You can see the drawbacks–and the reworks and overruns just waiting to happen. 

 

Other workflows with similar impact such as Submittals have similar challenges. For example, what if a door lockset Submittal is not yet approved but the materials are procured anyway and installed?  The rework and schedule impacts should be apparent.  

 

This is where Inertia Intelligent Drawings come into play.  With Inertia’s location-based approach, we can look at the above scenario and see how these common and costly challenges are resolved in a familiar and easy to use process.

 

Let’s consider the same RFI being tracked from creation through response and reference during installation of the doors.

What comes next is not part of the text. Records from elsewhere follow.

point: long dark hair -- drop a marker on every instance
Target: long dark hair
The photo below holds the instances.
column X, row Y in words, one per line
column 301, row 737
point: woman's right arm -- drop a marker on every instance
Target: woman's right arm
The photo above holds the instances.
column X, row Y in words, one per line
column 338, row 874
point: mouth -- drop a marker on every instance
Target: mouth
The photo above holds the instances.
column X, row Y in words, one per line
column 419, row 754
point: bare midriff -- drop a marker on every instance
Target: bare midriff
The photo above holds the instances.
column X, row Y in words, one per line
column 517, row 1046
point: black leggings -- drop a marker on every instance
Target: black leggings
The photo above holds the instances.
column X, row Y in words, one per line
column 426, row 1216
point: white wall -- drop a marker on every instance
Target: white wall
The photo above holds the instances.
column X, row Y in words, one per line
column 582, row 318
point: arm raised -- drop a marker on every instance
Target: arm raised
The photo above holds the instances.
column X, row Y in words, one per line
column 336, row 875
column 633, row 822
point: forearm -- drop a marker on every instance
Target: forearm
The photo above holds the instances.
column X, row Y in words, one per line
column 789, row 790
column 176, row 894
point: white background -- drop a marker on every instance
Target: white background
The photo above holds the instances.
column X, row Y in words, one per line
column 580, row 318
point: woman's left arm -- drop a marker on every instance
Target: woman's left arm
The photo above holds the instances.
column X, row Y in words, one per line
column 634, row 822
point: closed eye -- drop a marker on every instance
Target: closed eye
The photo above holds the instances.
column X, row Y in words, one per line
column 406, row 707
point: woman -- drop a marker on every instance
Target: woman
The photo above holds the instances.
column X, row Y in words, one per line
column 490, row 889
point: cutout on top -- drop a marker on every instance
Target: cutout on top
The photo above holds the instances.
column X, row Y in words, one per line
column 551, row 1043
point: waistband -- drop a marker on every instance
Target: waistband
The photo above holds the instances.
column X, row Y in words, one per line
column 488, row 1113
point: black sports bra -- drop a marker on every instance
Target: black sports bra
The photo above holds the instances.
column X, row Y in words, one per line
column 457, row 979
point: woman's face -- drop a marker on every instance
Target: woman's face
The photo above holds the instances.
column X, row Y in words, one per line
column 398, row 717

  1. When the contractor issues the RFI for the door, Inertia allows you to attach that RFI to all objects of the same type–in this case the hotel-room doors with one-click. This guarantees that the RFI is visible across all doors of the same type for the issuer and the design team. 
  2. When the design team responds and the RFI is reviewed and closed, the response and all related documentation are now attached to each of these doors automatically. 
  3. When the subcontractor teams come in to install the doors, they can simply click on the door or room they are working on in the Inertia location-based map and instantly see the RFI and reference it before installation. 

 

The benefits to the Inertia approach include:

  1. Reducing work on the design teams responding to duplicate RFI’s
  2. Ensuring that RFI creation and resolution associated with all like elements are accomplished with just a few clicks rather than multiple hours or days of tiresome clouding and pinning 
  3. Providing subcontractors with the latest information on the elements they’re about to work on, including all relevant information; no need to search emails, filter/sort logs or other laborious and error-prone approaches
  4. Close-out is simplified - all the inspections, RFI’s, photos, submittals and specifications are associated with the assets being turned-over to the owner/facility management team.

 

For the more than 80% of GCs using Procore, Inertia provides seamless integration using Procore’s RFIs, Submittals, Observations, Inspections, Photos among others.  This allows users to remain in the Procore portal and utilize all their same workflows, while using Inertia’s Intelligent Drawings to manage workflows visually and reap the same benefits.